It makes me wonder: What could the Quakers or the druids teach us about dew harvesting that could be augmented by modern materials knowledge?

Stefan Jones:

I'm sure there are situations where something like this would be way useful.

But I can't imagine it being an efficient or affordable way of producing potable water in any case where water of almost any sort -- salty, shitty, or contaminated -- is available.

Using a combination of passive solar stills and low-techy gadgets like the ceramic-pot decontaminator would probably be way more affordable.


I would posit that while this machine is no panacea, it may well have its place. Devices like this advance the discussion.

There are undoubtedly as many low-tech solutions as high to the water problem, but as I say about almost everything, "the truth is somewhere in the middle."

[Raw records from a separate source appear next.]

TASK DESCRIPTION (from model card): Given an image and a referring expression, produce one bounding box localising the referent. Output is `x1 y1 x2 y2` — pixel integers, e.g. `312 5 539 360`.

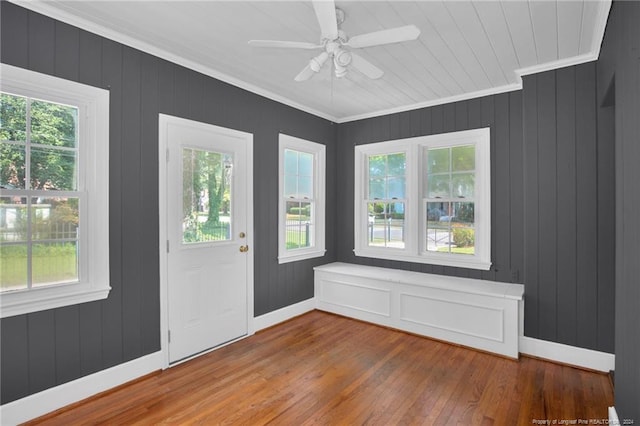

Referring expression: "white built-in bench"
314 263 524 358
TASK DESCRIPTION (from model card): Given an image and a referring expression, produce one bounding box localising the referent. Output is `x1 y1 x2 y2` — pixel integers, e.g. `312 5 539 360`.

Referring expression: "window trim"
0 64 111 318
278 133 326 263
353 127 491 270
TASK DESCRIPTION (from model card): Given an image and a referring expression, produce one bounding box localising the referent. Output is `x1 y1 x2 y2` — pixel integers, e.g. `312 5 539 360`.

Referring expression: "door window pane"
182 148 233 243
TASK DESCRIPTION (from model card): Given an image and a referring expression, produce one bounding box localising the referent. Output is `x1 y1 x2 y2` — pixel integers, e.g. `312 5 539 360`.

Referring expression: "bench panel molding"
314 262 524 358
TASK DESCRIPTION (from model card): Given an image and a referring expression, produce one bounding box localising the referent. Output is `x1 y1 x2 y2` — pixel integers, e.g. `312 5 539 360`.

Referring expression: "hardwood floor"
31 311 613 425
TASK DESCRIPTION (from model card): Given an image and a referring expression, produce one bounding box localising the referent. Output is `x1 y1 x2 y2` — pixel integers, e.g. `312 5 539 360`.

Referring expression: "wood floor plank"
29 311 613 425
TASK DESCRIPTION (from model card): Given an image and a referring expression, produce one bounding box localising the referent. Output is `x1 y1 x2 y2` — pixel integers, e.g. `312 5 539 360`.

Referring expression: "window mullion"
24 98 31 189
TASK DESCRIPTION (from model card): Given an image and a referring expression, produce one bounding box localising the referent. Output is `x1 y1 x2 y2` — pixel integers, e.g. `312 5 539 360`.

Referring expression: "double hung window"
278 134 325 263
0 64 109 317
354 128 491 269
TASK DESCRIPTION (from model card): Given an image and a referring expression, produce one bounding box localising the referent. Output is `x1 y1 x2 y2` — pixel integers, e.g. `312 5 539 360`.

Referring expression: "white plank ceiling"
14 0 610 122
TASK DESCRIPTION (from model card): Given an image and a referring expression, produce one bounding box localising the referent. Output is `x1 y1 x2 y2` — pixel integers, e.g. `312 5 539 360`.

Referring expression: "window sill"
353 249 491 271
0 284 111 318
278 250 327 263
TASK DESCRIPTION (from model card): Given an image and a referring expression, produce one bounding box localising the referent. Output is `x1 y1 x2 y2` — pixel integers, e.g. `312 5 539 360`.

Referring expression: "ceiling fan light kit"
249 0 420 81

An (I think) even better version of this is being developed by Qinetiq in Britain--it's designed for the desert, and for off-grid locations (unlike the Hyflux which is very clearly a first-world office/home/factory device.) Qinetic's vaporator (pardon the Star Wars terminology) claims it should produce 4 liters of water per liter of diesel fuel burned. Unfortunately the Hyflux doesn't give figures for its power-effectiveness, but at 1 L/hr (the best it can do) at 600W/hr (again, its best) and what-looks-like-standard 1500W/L for diesel generators (I may be wrong on this), it'd only give you about 2.5 liters of water per liter of diesel.

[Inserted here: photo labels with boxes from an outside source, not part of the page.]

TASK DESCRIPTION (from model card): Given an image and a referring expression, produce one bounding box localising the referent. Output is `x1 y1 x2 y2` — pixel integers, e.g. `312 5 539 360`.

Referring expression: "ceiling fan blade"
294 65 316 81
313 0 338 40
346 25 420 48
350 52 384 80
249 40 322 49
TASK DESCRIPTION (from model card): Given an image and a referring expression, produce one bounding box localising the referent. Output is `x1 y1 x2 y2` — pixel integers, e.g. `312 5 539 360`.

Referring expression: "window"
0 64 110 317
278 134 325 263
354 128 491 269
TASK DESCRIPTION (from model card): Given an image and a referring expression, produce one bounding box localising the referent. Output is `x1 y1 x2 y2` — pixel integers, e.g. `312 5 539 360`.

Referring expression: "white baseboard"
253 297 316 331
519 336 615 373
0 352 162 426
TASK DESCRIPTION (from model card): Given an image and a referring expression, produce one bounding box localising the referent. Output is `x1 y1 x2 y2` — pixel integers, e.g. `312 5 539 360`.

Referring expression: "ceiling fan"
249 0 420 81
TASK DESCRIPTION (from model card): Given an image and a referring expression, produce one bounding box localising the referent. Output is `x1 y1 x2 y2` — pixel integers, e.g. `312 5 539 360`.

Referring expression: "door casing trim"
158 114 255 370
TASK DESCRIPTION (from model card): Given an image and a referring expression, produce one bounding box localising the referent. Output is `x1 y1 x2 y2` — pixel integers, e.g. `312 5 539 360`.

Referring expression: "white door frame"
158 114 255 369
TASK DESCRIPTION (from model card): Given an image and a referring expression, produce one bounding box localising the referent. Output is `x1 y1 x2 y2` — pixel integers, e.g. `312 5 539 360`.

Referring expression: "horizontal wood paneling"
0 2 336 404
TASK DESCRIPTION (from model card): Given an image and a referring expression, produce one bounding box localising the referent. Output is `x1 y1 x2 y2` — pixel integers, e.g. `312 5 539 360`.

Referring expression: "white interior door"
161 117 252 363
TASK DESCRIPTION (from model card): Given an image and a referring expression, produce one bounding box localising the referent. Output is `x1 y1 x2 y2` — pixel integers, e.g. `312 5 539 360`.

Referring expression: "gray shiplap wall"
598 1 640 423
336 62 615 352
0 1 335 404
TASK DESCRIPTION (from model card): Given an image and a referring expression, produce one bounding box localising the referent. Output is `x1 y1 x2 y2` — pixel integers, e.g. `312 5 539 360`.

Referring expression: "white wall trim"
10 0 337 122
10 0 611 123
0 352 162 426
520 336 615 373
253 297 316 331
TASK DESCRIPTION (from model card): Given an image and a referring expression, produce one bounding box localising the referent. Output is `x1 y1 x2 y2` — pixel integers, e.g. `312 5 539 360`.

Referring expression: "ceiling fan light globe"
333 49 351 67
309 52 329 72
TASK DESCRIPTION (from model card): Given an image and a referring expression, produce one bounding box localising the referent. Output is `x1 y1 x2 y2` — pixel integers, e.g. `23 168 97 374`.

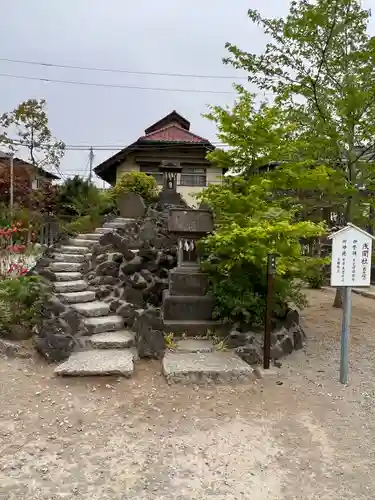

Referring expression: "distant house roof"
140 123 210 144
94 111 215 182
0 151 60 180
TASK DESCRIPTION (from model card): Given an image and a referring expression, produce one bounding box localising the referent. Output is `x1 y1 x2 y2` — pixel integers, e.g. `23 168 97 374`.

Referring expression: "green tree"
0 99 65 168
220 0 375 304
200 176 325 325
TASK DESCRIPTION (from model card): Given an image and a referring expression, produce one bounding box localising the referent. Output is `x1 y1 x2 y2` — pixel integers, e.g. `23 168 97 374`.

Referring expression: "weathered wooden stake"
263 254 276 370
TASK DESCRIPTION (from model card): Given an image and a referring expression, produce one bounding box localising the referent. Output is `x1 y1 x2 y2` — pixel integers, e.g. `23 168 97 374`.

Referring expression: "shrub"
112 172 158 202
61 215 103 236
58 176 115 217
304 264 327 290
0 276 49 335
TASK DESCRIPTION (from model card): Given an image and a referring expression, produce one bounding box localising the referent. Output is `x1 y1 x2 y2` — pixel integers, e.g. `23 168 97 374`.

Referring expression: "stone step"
163 290 214 321
54 349 134 377
162 352 256 384
89 330 135 349
53 253 88 262
59 290 95 304
169 267 208 296
110 217 134 224
95 227 115 236
72 300 109 318
176 339 214 353
53 280 88 293
163 319 229 337
55 273 82 281
68 238 96 249
77 233 101 241
59 245 90 254
50 262 82 273
83 314 124 335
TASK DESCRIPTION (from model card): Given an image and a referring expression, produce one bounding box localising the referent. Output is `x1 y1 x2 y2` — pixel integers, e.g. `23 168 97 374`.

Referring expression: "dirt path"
0 292 375 500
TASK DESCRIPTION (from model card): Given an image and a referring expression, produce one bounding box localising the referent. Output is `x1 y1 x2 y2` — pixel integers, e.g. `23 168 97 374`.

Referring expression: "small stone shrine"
163 208 213 330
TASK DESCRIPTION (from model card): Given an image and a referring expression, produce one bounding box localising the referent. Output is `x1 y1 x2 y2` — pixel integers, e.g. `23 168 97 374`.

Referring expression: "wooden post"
263 254 276 370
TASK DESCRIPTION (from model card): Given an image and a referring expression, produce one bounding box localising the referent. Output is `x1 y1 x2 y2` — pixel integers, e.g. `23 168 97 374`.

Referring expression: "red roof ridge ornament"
139 123 209 144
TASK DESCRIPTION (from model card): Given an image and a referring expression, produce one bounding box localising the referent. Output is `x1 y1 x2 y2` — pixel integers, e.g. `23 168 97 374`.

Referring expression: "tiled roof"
139 124 209 144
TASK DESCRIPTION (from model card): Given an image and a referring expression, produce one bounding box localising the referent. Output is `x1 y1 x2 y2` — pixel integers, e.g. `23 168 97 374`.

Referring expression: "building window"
139 165 163 186
180 167 207 186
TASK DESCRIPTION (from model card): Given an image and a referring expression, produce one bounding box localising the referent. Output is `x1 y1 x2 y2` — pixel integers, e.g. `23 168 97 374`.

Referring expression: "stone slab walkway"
163 352 254 384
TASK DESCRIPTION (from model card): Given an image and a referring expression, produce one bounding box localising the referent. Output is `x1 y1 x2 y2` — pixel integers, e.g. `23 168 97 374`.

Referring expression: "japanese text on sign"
331 225 372 287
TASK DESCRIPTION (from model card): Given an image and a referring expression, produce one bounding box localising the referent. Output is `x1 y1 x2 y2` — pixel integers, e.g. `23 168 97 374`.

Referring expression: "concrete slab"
55 273 82 281
53 253 87 262
50 262 82 273
95 227 115 236
58 290 95 304
53 280 88 293
77 233 101 241
163 352 255 384
176 339 214 352
89 330 135 349
59 245 90 254
83 314 124 335
163 290 214 321
72 300 109 318
163 319 230 337
54 349 134 377
68 238 95 248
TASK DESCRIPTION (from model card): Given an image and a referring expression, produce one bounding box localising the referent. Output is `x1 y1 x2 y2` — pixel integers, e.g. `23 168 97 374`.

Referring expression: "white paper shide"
330 224 373 287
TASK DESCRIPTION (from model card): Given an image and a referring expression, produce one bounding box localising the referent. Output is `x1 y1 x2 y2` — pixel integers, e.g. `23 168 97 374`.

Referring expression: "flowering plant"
0 221 40 279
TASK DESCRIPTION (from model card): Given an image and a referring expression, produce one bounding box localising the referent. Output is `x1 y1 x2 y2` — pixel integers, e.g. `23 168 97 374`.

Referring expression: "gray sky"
0 0 371 185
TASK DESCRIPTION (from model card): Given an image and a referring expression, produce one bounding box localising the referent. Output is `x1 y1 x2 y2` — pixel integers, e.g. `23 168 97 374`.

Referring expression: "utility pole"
89 148 94 182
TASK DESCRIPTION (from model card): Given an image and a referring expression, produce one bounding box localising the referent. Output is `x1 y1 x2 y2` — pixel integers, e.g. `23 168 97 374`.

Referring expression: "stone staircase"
43 213 254 384
50 218 135 377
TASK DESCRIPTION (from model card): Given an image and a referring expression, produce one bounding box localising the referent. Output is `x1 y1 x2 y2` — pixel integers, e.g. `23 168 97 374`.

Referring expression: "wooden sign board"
329 223 373 287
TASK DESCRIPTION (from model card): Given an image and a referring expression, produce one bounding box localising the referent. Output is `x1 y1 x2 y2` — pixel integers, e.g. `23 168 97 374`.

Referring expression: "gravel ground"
0 291 375 500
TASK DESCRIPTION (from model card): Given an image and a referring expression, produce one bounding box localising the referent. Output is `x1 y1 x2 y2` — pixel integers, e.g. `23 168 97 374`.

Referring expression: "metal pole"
340 286 352 384
89 148 94 182
263 254 276 370
9 154 14 217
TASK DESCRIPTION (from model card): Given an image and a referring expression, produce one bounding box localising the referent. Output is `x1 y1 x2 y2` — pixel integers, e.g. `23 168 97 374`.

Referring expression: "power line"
0 57 247 80
10 139 229 151
0 73 235 95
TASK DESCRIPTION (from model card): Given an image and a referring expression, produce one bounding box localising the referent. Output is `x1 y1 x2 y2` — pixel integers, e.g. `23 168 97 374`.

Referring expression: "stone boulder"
117 193 146 219
134 309 165 359
34 320 76 362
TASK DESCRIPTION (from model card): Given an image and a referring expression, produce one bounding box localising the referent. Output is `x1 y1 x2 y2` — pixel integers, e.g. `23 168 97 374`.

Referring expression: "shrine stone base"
163 290 214 321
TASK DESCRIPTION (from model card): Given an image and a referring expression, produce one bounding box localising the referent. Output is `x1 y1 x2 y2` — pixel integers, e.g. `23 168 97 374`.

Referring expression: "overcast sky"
0 0 371 185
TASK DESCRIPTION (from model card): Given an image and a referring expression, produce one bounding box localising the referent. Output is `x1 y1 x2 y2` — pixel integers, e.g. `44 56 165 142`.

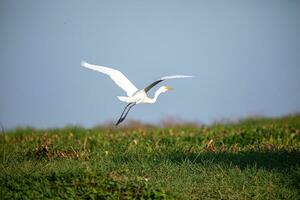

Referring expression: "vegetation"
0 115 300 200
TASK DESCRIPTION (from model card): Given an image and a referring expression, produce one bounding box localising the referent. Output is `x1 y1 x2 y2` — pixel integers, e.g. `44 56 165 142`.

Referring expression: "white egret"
81 61 193 126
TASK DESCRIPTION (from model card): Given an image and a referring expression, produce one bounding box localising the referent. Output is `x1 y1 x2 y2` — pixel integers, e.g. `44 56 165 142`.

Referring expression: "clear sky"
0 0 300 128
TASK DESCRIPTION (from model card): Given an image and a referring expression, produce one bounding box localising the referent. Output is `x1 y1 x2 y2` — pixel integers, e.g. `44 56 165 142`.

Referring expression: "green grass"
0 115 300 200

On the other hand, Qinetiq's isn't for sale yet.

But as others've pointed out, a solar still is _much_ cheaper to make, and doesn't burn fuel, so if you're not living in a desert it's the way to go.


A far simpler and cheaper way to give people water is to just give em all those cheap filter straws. Mass production should be able to get the cost of the straws down to 10 cents or less each and each one can filter 50 gallons of water using your own body for all the energy needed. And water sources are almost everywhere they just arnt CLEAN.

Thats water for only .2 cents per gallon wich is a heck of alot cheaper then those ideas.